Las Vegas Sun

March 29, 2024

SUN EDITORIAL:

Cutting to the bone

People will feel the effects of the budget ax if proposed cuts are enacted

State agencies recently submitted their responses to Gov. Jim Gibbons’ request for 10 percent budget cuts for the next two fiscal years. Gibbons’ office asked for the ideas as it prepares a draft budget to hand over to the next governor.

As David McGrath Schwartz reported in Thursday’s Las Vegas Sun, the 455 pages of recommendations include some sobering suggestions. If they are adopted, a prison would close, as would four of the state’s seven museums. The elderly would lose hearing aids and dentures, and 17,000 seniors would lose assistance to pay property taxes or rent.

Despite rhetoric from the far right about government being “bloated,” this is the reality of what Nevada faces. The next governor and the new Legislature in 2011 will have to make decisions that will seriously affect people’s lives.

For example, the Health and Human Services Department, which is one of the state’s largest agencies, was asked to recommend $200 million in cuts, and as part of that, it suggested eliminating a program that helps 6,500 disabled Nevadans. The program pays for a personal-care aide for disabled people for a few hours a day, allowing them to stay in their homes. But since the program isn’t mandated under Medicaid, it was ripe for cutting, and doing so would save $55 million over two years.

“We needed to cut spending. The only way to do that is reducing programs,” said Ben Kieckhefer, Health and Human Services spokesman. “If it was not this one, it would be something else.”

However, cutting the program would take a serious toll, both in terms of human and financial cost.

For Michael Hawley, who has been a quadriplegic since a motorcycle accident in 2008, the aide helps him brush his teeth, change his diaper and clean up. The aide is crucial in helping him live on his own. Without the help, he said he would be in a nursing home, and that would cost at least twice as much as it costs for his personal care, food stamps and Social Security, combined.

That doesn’t make fiscal sense, but that’s what the Legislature may opt to do to balance the budget in the short term. As ridiculous as that sounds, there is a long history in this state of governors and lawmakers balancing the budget by focusing solely on the short term. Thus the state limps from one legislative session to the next.
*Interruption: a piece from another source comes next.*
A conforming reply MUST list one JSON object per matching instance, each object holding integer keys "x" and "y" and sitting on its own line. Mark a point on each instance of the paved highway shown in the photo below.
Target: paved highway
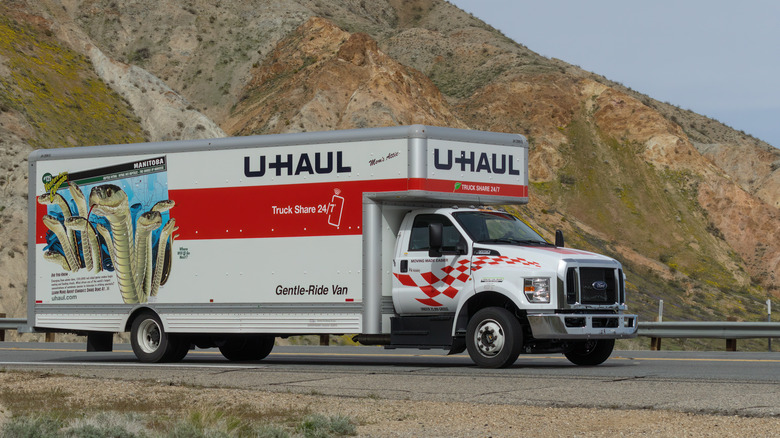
{"x": 712, "y": 382}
The special session of the Legislature called this year to make budget cuts is a prime example. Lawmakers were presented with recommendations that included cutting hearing aids for seniors and adult diapers. Those programs were saved, but the number of adult diapers a person could receive was cut.
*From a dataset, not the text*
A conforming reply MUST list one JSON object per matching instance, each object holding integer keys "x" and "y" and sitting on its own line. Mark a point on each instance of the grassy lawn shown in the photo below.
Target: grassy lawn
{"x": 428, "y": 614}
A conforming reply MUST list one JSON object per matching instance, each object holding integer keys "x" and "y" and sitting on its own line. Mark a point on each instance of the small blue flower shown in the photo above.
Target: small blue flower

When the Legislature is dealing with trying to balance the budget by cutting adult diapers, voters should take that as a sign of a much bigger problem, not just the state budget but the state’s priorities.

Unfortunately, this election cycle has been steeped in the Tea Party’s rhetoric, and as a result, there are too many candidates who proudly think they have the “solution” to the state’s problems — slash the “bloated” budget and curb “big” government. Those candidates who make such claims fail to see through their narrow ideology to understand the facts: Nevada has a paucity of services and one of the smallest governments per capita in the nation.

The truth is that making more sweeping budget cuts will further erode the quality of life here, and axing preventive services will cost the taxpayers more money in the long run. That’s foolish.

Nevadans want leaders who understand that simplistic across-the-board cuts do nothing to help restore the state’s fortunes. The state needs leaders who can articulate a positive vision and who can chart a course to make Nevada great — for everyone.